Licenciou-se com 27 anos em engenharia de petróleos e beneficiou de formação em telecomunicações, retornando a Angola para a 2ª Região político-militar de Cabinda, em 1970.
Desde muito cedo, fez prevalecer a generosidade da entrega à causa da independência.
Esta causa conduziu muitos jovens de diferentes condições étnicas, sociais e de formação, que não aceitavam o regime colonial, como os que nos idos de sessenta do século passado prosseguiram os estudos superiores em Portugal e deixaram tudo para trás com uma centena deles saindo clandestinamente do País para se integrar nos movimentos e partidos anticolonialistas.
Há nomes que a História regista - Agostinho Neto, França Van Dunem, Joaquim Chissano, Miguel Trovoada, Amílcar Cabral, Pedro Pires, Alda Lara, Alda do Espírito Santo e dezenas de outros.
Na "Geração da Utopia" Pepetela fala dos ideais que os moveram.
Na qualidade de Secretário-geral da UCCLA, honrei a memória de todos eles, reeditando as obras que, na Casa dos Estudantes do Império, publicaram e promovi incontáveis iniciativas para que a História os não esqueça.
José Eduardo dos Santos não estudou em Portugal, mas procurou sempre aprofundar a entreajuda com os povos que falam em português, sendo fundador da CPLP.
Ao integrar-se na luta de libertação nacional, o mundo era bipolar, com os EUA e a ex-URSS como superpotências a dinamizar em África uma "guerra quente".
Esse mundo desapareceu com a implosão da ex-URSS, em 1989, sendo José Eduardo dos Santos Presidente de Angola há apenas dez anos, tendo assumido as funções de Presidente com apenas 37 anos.
Mal se apercebeu da dimensão das mudanças que se haviam de operar no mundo, não hesitou em deslocar-se a Gbadolite, terra natal de Mobutu, para, na presença de dezoito chefes de Estado africanos, apertar a mão a Jonas Savimbi e aceitar que, a partir das 00:00 horas do dia seguinte, a metralha da guerra civil de Angola deveria calar-se.
A guerra persistiria, mas ele não afrouxou na necessidade de assinar um acordo de paz com a envolvência da comunidade internacional, o que foi alcançado em Bicesse, em Abril de 1990, levando à realização de eleições livres em Angola, em 1992, que adoptaram o multipartidarismo.

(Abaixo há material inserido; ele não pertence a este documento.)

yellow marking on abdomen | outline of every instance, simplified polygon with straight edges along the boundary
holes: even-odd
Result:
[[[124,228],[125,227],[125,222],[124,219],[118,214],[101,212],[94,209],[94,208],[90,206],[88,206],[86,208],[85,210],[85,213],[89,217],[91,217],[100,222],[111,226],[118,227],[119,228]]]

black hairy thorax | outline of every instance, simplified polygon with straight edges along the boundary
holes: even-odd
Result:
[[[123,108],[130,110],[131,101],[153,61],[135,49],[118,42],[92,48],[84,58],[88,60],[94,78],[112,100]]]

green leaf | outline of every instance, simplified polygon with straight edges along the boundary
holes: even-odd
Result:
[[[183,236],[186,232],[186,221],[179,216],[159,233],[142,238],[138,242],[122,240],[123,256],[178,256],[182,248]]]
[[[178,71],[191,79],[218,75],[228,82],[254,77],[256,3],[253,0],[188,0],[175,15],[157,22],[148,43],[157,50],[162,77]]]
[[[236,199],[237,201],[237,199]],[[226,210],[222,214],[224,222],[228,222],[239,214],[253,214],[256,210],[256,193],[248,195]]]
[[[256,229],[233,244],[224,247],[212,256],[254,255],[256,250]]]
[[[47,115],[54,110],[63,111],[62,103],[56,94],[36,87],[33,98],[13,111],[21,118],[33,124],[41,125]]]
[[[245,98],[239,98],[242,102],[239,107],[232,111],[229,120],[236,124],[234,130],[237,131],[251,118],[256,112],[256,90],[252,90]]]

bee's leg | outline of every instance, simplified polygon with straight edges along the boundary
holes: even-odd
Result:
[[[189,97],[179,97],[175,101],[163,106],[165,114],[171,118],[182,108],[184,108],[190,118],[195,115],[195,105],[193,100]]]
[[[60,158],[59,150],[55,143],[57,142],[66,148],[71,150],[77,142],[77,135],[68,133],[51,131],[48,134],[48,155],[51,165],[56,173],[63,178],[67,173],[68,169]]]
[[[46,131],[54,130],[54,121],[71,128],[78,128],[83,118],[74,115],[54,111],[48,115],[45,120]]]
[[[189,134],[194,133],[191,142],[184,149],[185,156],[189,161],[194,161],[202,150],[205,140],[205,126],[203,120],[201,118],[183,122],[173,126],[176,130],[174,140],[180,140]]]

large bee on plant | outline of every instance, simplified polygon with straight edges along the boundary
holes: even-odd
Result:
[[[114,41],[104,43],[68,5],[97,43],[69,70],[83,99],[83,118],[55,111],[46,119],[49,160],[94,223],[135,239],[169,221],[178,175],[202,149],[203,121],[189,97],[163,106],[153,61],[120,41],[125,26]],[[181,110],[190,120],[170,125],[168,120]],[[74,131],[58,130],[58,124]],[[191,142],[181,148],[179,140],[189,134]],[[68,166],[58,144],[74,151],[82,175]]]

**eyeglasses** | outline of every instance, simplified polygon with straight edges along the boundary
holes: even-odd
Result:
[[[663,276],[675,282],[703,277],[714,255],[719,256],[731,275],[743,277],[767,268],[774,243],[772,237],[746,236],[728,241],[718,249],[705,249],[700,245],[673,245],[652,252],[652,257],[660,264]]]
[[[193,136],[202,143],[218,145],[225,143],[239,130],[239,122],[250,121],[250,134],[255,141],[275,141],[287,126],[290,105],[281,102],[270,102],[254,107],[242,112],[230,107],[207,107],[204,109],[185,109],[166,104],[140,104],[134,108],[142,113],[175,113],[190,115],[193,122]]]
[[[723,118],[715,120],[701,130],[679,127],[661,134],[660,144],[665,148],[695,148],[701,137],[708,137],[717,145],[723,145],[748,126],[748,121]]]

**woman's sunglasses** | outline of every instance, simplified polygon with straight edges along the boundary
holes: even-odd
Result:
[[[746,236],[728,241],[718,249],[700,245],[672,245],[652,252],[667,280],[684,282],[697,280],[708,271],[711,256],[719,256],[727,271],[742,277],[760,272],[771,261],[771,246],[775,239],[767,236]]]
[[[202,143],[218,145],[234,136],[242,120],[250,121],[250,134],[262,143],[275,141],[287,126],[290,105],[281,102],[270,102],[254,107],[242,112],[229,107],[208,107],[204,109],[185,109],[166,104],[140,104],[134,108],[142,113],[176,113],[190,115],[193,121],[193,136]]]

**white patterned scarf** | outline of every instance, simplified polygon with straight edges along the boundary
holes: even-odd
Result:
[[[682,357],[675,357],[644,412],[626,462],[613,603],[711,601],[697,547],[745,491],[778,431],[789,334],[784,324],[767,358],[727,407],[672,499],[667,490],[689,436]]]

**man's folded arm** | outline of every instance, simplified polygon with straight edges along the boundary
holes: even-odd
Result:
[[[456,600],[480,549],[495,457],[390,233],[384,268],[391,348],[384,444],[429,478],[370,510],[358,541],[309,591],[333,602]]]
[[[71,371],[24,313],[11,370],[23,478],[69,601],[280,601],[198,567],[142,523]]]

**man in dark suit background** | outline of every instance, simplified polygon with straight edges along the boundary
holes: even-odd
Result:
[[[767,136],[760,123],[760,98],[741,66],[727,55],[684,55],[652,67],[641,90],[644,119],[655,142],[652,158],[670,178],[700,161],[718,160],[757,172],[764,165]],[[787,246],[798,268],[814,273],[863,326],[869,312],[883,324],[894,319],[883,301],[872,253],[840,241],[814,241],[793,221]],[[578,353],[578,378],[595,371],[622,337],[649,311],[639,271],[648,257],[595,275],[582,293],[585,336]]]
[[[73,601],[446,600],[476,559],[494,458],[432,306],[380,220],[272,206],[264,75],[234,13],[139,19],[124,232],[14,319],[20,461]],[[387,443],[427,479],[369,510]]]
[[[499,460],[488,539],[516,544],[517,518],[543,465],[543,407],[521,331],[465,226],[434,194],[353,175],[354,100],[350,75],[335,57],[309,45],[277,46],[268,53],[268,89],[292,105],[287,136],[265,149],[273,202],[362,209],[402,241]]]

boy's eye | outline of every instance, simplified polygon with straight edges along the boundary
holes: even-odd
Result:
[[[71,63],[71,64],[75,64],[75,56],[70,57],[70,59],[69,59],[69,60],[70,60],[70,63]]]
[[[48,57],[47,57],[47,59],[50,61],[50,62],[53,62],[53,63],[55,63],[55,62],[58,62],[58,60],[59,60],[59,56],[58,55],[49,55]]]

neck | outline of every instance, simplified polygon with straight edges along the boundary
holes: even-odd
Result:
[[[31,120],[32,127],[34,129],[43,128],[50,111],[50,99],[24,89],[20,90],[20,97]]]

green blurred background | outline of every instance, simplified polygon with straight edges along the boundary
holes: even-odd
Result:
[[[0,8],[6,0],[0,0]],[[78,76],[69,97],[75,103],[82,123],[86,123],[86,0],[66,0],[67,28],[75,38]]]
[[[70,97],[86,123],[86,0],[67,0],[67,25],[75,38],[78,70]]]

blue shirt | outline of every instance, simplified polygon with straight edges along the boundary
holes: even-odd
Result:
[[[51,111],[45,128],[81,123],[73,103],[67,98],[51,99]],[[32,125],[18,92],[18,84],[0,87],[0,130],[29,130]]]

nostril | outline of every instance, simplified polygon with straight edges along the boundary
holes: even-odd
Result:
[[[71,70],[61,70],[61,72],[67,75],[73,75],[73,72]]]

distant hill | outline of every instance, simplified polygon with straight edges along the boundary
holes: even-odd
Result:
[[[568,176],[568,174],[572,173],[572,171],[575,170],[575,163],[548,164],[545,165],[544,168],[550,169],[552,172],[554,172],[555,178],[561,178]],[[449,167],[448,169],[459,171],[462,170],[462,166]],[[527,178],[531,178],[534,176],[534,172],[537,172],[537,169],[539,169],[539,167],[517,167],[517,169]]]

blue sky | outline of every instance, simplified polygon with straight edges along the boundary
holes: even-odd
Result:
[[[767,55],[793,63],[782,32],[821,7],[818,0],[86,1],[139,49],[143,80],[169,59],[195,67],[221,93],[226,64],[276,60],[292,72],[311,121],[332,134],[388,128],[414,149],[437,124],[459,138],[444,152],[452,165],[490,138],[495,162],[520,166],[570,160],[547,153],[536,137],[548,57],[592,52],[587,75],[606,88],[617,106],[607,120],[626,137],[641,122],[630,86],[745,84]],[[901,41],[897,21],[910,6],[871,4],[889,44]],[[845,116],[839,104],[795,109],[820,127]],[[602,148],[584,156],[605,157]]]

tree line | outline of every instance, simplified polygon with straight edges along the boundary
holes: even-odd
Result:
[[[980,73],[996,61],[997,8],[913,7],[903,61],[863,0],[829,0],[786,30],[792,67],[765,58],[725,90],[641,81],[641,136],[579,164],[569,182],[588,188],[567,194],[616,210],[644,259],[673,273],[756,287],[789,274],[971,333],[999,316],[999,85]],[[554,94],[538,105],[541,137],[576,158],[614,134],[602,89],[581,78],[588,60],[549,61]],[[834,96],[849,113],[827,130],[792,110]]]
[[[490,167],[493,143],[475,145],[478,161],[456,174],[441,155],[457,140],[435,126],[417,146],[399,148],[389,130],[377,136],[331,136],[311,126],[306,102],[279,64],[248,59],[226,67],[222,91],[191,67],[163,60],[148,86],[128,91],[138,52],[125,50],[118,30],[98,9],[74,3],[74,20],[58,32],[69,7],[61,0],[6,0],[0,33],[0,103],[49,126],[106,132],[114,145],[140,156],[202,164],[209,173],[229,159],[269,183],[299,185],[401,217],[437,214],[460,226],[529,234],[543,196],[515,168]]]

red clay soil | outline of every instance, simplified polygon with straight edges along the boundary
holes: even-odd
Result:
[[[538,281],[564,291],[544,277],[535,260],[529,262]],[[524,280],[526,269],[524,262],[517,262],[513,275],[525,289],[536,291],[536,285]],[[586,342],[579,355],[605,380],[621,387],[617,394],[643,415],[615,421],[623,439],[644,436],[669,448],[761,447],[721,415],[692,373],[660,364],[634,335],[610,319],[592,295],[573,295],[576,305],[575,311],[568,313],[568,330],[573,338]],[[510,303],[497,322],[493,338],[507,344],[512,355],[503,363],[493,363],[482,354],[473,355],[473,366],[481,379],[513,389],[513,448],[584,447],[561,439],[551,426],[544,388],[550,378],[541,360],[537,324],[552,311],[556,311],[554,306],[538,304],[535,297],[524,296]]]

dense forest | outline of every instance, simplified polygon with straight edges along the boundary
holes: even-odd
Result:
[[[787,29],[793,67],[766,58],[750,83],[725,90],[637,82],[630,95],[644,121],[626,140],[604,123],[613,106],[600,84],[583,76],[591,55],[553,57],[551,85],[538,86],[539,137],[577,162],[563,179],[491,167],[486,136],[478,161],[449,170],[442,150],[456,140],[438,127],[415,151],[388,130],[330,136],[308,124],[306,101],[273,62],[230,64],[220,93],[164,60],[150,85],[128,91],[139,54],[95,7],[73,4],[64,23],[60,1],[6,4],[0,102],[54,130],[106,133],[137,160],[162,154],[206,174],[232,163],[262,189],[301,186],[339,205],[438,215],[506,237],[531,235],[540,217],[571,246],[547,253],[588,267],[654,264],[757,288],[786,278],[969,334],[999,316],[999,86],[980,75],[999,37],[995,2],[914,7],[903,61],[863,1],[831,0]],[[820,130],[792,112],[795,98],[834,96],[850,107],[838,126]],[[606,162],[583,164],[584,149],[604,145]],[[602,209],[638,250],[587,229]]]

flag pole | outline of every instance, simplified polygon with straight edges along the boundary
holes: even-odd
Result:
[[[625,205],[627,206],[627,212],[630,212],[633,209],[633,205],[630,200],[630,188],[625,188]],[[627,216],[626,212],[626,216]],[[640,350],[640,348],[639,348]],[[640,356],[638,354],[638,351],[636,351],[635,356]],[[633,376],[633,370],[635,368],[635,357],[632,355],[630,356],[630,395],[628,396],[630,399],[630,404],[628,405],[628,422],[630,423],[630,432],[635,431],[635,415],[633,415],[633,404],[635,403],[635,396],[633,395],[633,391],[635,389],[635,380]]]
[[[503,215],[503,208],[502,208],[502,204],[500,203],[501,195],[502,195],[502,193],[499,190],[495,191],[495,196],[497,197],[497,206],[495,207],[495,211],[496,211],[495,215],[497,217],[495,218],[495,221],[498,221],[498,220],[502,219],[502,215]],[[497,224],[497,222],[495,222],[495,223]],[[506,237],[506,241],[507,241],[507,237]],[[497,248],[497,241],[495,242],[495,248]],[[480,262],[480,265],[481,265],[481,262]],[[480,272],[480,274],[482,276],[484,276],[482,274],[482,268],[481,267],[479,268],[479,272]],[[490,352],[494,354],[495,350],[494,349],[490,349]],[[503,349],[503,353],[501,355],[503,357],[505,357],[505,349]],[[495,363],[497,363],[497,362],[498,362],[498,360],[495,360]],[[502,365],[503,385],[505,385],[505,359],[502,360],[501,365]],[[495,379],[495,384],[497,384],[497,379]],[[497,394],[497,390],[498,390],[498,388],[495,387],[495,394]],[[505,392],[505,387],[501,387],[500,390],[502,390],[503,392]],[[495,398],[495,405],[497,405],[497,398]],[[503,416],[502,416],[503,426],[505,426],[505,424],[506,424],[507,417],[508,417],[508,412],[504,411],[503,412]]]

Acompanhei de perto os acordos de Bicesse por ter sido um dos coorganizadores do Iº Congresso dos Quadros Angolanos no Exterior, que teve grande e decisiva influência no quadro da paz e sei do papel que teve neste domínio.
As eleições que se realizaram em 1992 não criaram, porém, condições para o termo da guerra.
Ela prosseguiu mais de doze anos, até 2002, com os acordos de paz celebrados no Leste de Angola.
É inegável que Angola e os angolanos não podem deixar de levar a crédito os esforços e as acções em concreto que José Eduardo dos Santos desenvolveu para a reconciliação nacional.
Quando tomou posse como Presidente da República, volvidos dois anos sobre os gravíssimos acontecimentos que enlutaram Angola, em 27 de Maio de 1977, não poupou esforços para a reconciliação face aos milhares de desaparecidos.
Nem tudo são rosas num mandato tão longo, sobretudo em domínios que respeitam à gestão da causa pública e à defesa da transparência, que, aliás, já ficara registada no Congresso do MPLA ocorrido na Zâmbia, antes da independência que precedeu a entrada do partido em Luanda e a que Agostinho Neto, então Presidente do MPLA, pôs termo perante perguntas que considerou inconvenientes sobre as contas do partido.
Relativamente a José Eduardo dos Santos, há ainda a debilidade de, nas políticas públicas, não ter priorizado a autossustentabilidade do País.
Neste momento, aqui e agora, a escassos dias do seu desaparecimento, a um mês das eleições gerais em Angola, há responsavelmente que se fazer convergir todos os esforços para a recriação da esperança num futuro melhor para os angolanos, que tanto o merecem pelo que têm sofrido, reforçando-se o diálogo interpartidário para que a conflitualidade não seja artificialmente dinamizada.
Daí que se releve o papel que José Eduardo dos Santos teve na reconciliação dos angolanos, papel esse que os cidadãos manifestam de forma generalizada.
A História fará sobressair o importante contributo que ele deu para a paz.